I guess with …Ng6 you didnt’ ask yourself the question: “What are the drawbacks of this move?”
1. less control over d5. not a problem, if white plays d5 then black can just take, and white will be left with a isolate pawn.
2.less control over f5. not a problem.
3. stops me playing g6. only a problem if h5 can be attacked. Rc5 attacks it once, the queen can be chased away with Nf2…. More calculation needed here.

did you consider point 3 at all?
did you just miss the Rc5 possibility?
Do you ask yourself what are the drawbacks when you make moves?


admin April 26, 2020 at 11:28 am

No, I completely missed the whole Rc5 idea. That is, of course, one reason that the computer played Nd1. I only saw it as a repositioning move to be followed up by Nf2… I had no idea that it was actually setting up Rc5.

A couple points here. First, I think that rook lifts, especially long rook lifts (to the fourth, fifth, or sixth rank) are psychologically somewhat difficult to see. At least for me. I’m not sure why, and this is something that might be worth exploring in a post.

Second, when playing tournament chess I do of course think about drawbacks, and I also ask myself more often, “What is my opponent trying to do?” But these rapid games show that this part of my thinking process tends to break down when I am under time pressure.

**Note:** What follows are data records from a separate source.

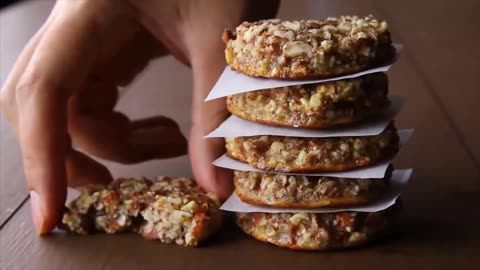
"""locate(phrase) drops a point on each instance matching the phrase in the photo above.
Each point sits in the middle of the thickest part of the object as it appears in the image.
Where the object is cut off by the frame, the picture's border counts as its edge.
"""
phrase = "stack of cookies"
(326, 69)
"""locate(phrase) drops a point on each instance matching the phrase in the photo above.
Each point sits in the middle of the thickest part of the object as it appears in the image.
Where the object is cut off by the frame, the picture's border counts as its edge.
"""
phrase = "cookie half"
(314, 105)
(308, 49)
(173, 210)
(295, 154)
(310, 231)
(298, 191)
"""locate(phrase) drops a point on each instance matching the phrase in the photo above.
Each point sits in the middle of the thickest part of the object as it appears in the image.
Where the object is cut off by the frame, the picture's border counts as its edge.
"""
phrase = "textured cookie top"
(280, 190)
(295, 154)
(309, 231)
(308, 48)
(318, 105)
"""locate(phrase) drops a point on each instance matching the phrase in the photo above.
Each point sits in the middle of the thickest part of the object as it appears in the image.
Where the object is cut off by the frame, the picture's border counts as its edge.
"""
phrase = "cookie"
(308, 49)
(299, 191)
(295, 154)
(172, 210)
(311, 231)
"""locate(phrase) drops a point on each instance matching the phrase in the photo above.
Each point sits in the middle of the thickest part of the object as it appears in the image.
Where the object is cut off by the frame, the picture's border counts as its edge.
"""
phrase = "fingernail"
(37, 212)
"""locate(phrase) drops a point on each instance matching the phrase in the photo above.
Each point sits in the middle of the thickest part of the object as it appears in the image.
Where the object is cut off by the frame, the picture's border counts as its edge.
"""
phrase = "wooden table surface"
(437, 72)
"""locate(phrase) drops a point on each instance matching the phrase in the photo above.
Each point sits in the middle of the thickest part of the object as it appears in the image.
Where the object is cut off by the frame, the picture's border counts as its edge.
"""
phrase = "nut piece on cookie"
(173, 210)
(308, 48)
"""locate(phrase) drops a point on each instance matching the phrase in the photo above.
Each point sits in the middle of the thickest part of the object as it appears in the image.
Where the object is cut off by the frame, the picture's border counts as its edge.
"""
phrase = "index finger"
(58, 65)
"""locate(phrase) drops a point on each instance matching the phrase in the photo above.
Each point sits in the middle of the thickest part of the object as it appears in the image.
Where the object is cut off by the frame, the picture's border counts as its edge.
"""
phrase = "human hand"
(63, 89)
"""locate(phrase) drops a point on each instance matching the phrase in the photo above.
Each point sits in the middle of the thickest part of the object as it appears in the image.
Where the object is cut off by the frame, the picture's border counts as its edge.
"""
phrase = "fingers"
(112, 136)
(58, 65)
(83, 170)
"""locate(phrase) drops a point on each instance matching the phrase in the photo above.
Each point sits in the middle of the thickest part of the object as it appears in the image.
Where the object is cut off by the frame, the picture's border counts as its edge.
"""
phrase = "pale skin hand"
(63, 89)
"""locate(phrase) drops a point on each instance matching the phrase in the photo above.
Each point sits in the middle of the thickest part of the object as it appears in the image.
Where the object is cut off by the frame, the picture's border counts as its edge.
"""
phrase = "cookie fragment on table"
(308, 49)
(173, 210)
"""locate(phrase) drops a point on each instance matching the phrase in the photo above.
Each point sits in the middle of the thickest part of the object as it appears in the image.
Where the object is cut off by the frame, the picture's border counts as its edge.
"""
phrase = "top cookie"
(308, 49)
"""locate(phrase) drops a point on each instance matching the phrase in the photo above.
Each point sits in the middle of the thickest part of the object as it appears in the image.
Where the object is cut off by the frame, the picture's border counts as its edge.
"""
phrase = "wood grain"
(439, 229)
(443, 40)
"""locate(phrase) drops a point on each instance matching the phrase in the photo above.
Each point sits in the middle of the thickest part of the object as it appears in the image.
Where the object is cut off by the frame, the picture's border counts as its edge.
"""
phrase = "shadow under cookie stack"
(312, 136)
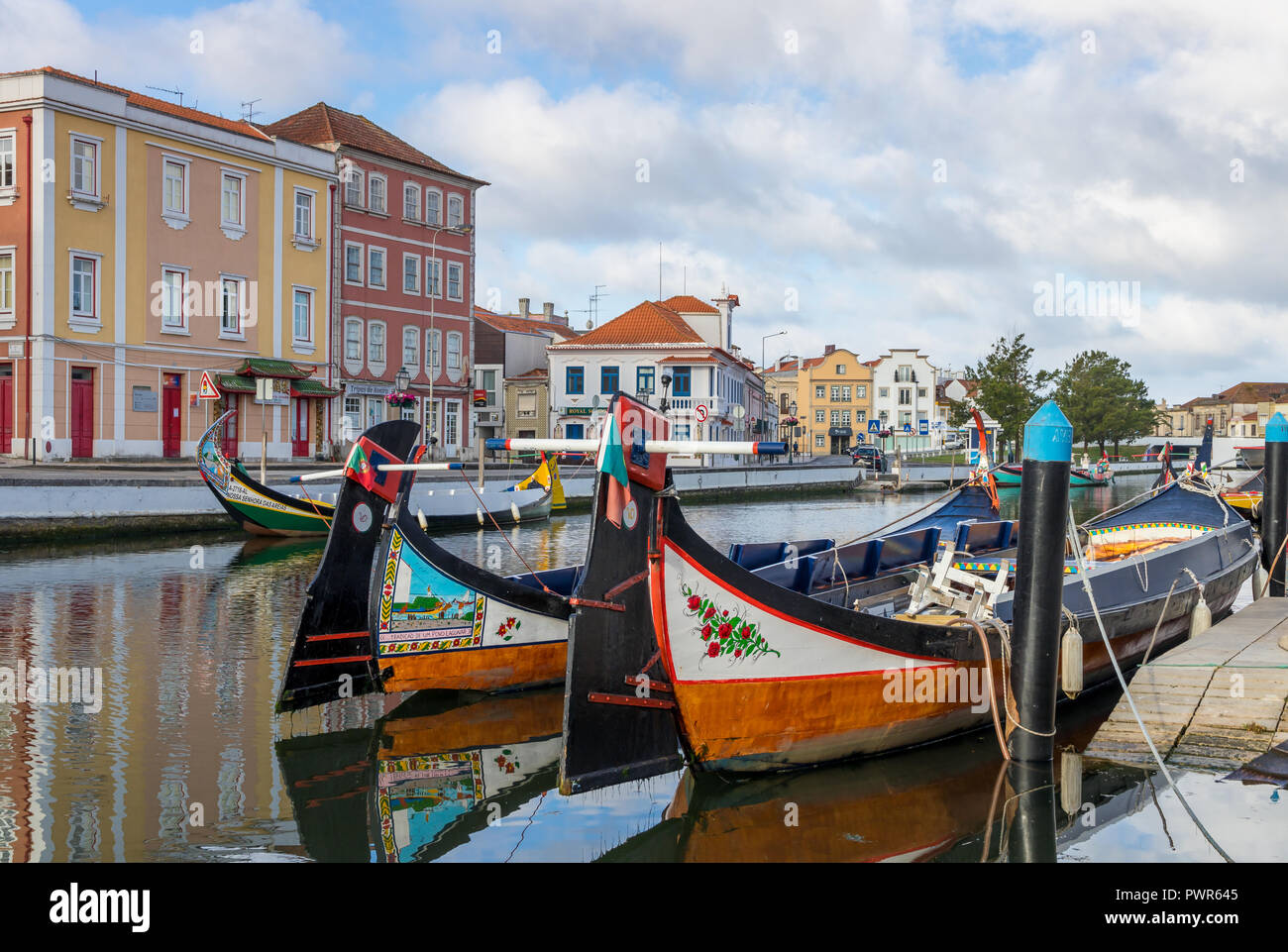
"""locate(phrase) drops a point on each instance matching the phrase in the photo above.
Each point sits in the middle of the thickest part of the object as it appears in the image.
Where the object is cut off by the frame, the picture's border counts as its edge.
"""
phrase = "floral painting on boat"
(725, 630)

greg April 27, 2020 at 12:20 am

regarding the difficulty to see moves. For me I am biased towards: “rooks and bishops are long range pieces”, so it feels awkward to put them on squares adjacent to enemy pieces.
Another aspect is just lazyness. When advancing a rook up the board, you have to consider all the ways the opponent can attack the piece and all the free tempos you are giving him, further you need to make sure that your opponent can’t create a “mating net around the rook” it’s just a lot of extra calculation that I’m reluctant to do as it lowers my enjoyment of the game.


greg April 26, 2020 at 6:10 am

An analogy that I like to use regarding pawns and pieces. Is that pawns make up the battleground and the pieces are the military units that operate on that battleground. So before choosing where to deploy your forces you must make sure the battleground can’t change.


Felix April 26, 2020 at 7:05 pm

I wonder if it is inherently harder for pawn moves to come to mind when calculating, given their unique movement/capture pattern. Am I the only one that tends to miss pawn resources in tactical puzzles surprisingly often? It seems to get worse after taking some time off from chess.


admin April 27, 2020 at 7:46 am

There may be a tendency to underrate pawn moves because the pawn seems like such a weak and insignificant piece. That’s why it is really important to keep Hess’s comment in mind. Another analogy is that each pawn break starts a new chapter of the game.


Mike Splane May 3, 2020 at 11:52 pm

In the initial position the pawn on f5 is a “traitor pawn”, to use my terminology. It blocks the activity of the rook on f8, the queen on the diagonal and the e7 knight. Black would be better off without it. It’s not surprising that pushing it to f4, even as a sacrifice, is a good idea.

I call situations like this, when you give away a pawn to open a line ” losing a pawn but gaining a rook. ” It’s a key idea in many of my games. Most chess players are familiar with this theme if they play the Benko gambit.